A situação reconstituída nos autos
caracteriza fato do serviço, também denominado
acidente de consumo, pois está relacionada diretamente
à segurança fornecida pelo hospital réu.
No
que se refere à responsabilidade do fornecedor
de serviço (e o hospital enquadra-se, sem dúvida
alguma, nessa categoria), o Código de Defesa
do Consumidor apresenta uma clara divisão: de
um lado, a aptidão ou idoneidade do produto ou
do serviço geram a responsabilidade pelo chamado
vício, caso em que o fornecedor só arca
com as conseqüências jurídicas do
fornecimento de um produto ou de um serviço imperfeito;
a falta de segurança do produto ou serviço
acarreta, por outro lado, a responsabilidade do fornecedor
pelo fato do produto/serviço (acidente de consumo),
especificamente no que diz respeito aos danos produzidos,
caso em que a imperfeição do serviço
recebe o nome de defeito.
Tratando-se
de defeito, a responsabilidade do fornecedor do serviço
é objetiva, valendo transcrever, pela sua pertinência,
a seguinte observação de Sílvio
Luís Ferreira da Rocha:
“O
Código de Defesa do Consumidor reduziu o rol
dos fatos a serem comprovados pela vítima. A
vítima deve apenas provar o dano e o nexo de
causalidade dentre o dano e o produto defeituoso.
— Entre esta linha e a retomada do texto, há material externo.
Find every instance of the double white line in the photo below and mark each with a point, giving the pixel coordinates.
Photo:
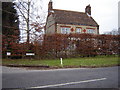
(63, 84)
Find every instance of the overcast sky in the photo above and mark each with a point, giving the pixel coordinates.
(105, 12)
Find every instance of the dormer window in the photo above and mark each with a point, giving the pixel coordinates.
(78, 30)
(65, 30)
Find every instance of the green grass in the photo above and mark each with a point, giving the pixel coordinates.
(75, 62)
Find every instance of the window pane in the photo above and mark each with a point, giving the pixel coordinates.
(78, 30)
(65, 30)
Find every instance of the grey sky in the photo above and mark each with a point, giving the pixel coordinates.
(105, 12)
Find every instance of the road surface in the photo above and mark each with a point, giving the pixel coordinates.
(61, 78)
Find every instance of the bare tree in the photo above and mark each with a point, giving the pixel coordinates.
(30, 17)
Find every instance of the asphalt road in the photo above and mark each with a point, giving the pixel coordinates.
(61, 78)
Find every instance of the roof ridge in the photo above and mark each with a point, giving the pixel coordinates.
(69, 11)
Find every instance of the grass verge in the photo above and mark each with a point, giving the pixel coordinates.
(100, 61)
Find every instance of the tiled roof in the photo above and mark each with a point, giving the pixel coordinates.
(73, 17)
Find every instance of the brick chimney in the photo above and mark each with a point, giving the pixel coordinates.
(50, 7)
(88, 10)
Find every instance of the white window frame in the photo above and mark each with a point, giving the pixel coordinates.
(78, 30)
(65, 30)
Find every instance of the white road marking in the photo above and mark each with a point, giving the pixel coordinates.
(63, 84)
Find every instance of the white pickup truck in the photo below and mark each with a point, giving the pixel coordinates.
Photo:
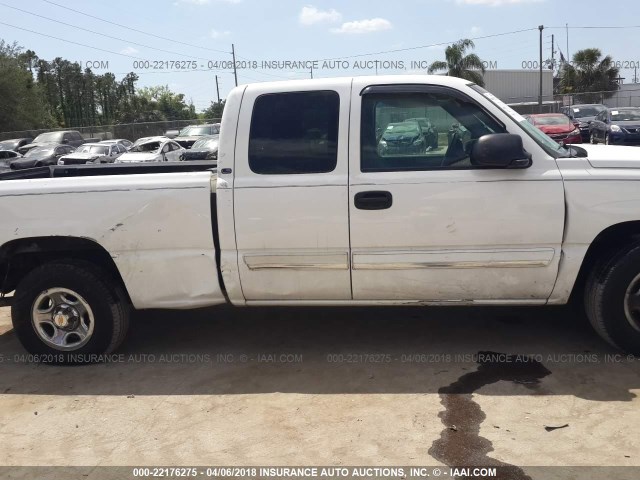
(399, 190)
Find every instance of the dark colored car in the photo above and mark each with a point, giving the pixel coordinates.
(582, 115)
(7, 157)
(206, 148)
(189, 135)
(403, 138)
(557, 126)
(14, 143)
(617, 126)
(428, 130)
(93, 153)
(127, 144)
(63, 137)
(42, 155)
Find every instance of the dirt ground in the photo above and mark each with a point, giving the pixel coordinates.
(361, 386)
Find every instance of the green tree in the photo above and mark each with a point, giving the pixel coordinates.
(172, 105)
(22, 103)
(589, 72)
(214, 110)
(461, 64)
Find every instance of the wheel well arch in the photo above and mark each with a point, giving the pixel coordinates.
(18, 257)
(606, 243)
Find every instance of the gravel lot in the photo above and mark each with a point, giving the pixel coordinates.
(385, 386)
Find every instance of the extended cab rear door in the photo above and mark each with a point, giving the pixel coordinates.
(426, 225)
(290, 191)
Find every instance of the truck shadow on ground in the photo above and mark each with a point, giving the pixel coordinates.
(340, 351)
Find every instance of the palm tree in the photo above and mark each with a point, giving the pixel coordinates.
(589, 72)
(459, 64)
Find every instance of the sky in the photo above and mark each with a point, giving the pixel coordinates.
(185, 43)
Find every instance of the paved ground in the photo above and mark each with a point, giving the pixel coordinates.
(329, 387)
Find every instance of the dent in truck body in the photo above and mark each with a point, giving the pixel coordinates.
(597, 199)
(225, 196)
(163, 251)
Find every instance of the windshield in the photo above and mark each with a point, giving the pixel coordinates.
(146, 147)
(206, 143)
(552, 120)
(40, 152)
(550, 146)
(625, 115)
(8, 145)
(197, 131)
(98, 149)
(48, 137)
(587, 111)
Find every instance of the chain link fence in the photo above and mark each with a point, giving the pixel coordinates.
(130, 131)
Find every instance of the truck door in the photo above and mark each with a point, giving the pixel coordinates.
(426, 225)
(290, 192)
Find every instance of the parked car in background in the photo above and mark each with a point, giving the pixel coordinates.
(557, 126)
(14, 143)
(127, 144)
(172, 133)
(153, 149)
(428, 130)
(617, 126)
(404, 138)
(6, 158)
(93, 153)
(189, 135)
(42, 155)
(206, 148)
(582, 115)
(64, 137)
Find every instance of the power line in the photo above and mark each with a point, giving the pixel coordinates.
(101, 34)
(69, 41)
(173, 40)
(592, 27)
(440, 44)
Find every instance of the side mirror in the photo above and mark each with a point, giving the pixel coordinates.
(500, 150)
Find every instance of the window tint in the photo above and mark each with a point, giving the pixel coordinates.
(420, 131)
(294, 133)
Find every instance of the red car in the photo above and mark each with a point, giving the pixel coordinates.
(558, 126)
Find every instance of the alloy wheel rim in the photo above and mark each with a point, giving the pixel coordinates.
(62, 319)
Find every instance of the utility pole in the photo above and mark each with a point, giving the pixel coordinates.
(541, 28)
(568, 55)
(235, 72)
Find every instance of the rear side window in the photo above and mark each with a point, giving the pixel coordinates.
(294, 133)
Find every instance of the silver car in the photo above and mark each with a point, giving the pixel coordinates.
(153, 149)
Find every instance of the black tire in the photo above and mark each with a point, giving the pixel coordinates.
(605, 299)
(107, 302)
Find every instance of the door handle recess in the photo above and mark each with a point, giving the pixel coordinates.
(373, 200)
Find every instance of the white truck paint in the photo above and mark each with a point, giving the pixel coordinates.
(451, 236)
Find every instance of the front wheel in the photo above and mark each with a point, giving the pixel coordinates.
(69, 312)
(612, 299)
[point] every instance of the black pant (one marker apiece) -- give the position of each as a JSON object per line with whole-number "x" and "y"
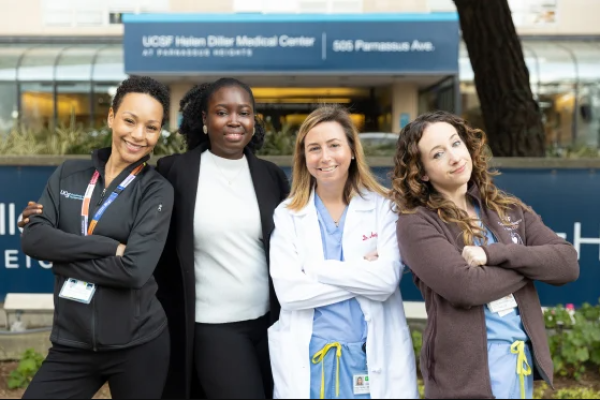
{"x": 136, "y": 373}
{"x": 232, "y": 360}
Presume-se
o defeito do produto, competindo ao fornecedor o ônus
de provar sua inexistência, ex vi do disposto
no art. 12, § 3.º, II, do citado diploma legal”
(Responsabilidade civil do fornecedor pelo fato
do produto no direito brasileiro, Ed. RT, 1992,
p. 90).
Volvendo
ao presente caso, é bem de ver que o autor fundou
sua pretensão indenizatória não
apenas na responsabilidade subjetiva do réu (com
lastro na suposta culpa dos médicos que dele
cuidaram), mas também na contratual, objetiva,
revelando-se incontroversa para a demonstração
dessa responsabilidade a circunstância de haver
ele ingressado no hospital sem qualquer problema que
afetasse o seu membro superior esquerdo e ter sofrido,
em conseqüência do serviço prestado
(mais exatamente do defeito do serviço), a amputação
parcial já aludida.
Claro
está que a responsabilidade do ora apelante teria
sido afastada se e quando demonstrasse (e a prova estaria
a seu cargo) que tendo prestado o serviço, o
defeito inexistiu, ou, então, que foi do consumidor
ou de terceiro a culpa exclusiva pelo defeito (art.
14, § 3.º, do CDC). No entanto, apesar de
os laudos periciais serem inconclusivos, o réu
não conseguiu, de um lado, demonstrar a inexistência
do defeito, nada havendo nos autos, de outro, a indicar
a culpa exclusiva do autor ou de terceiro no resultado
lesivo, valendo anotar-se apenas, por pertinente, que
sempre poderá o hospital voltar-se contra o fabricante
e/ou fornecedor do medicamento, pelas vias próprias,
buscando o reembolso do que tiver despendido como a
vítima.
4.
Sabido que a indenização por dano patrimonial
não exclui aquela devida por danos morais –
e sendo ainda indiscutível, à luz dos
incisos V e X do art. 5.º da CF, o direito de a
vítima ver-se indenizada por danos material e
moral, cumulativamente (tal como expresso, por sinal,
no enunciado da Súm. 37 do E. STJ)-, mostra-se
correta a condenação do réu ao
pagamento de indenização a esse último
título, na medida em que a amputação
do antebraço do autor causou-lhe sofrimentos
físicos e morais, afetando sua harmonia psíquica
e até mesmo sua vida conjugal.
Tendo
em vista a condição pessoal do autor e
a gravidade dos danos sofridos, revela-se adequada a
indenização estabelecida pelo ilustre
sentenciante, nada havendo a ser alterado nesse particular.
5.
Ante o exposto, nega-se provimento aos recursos.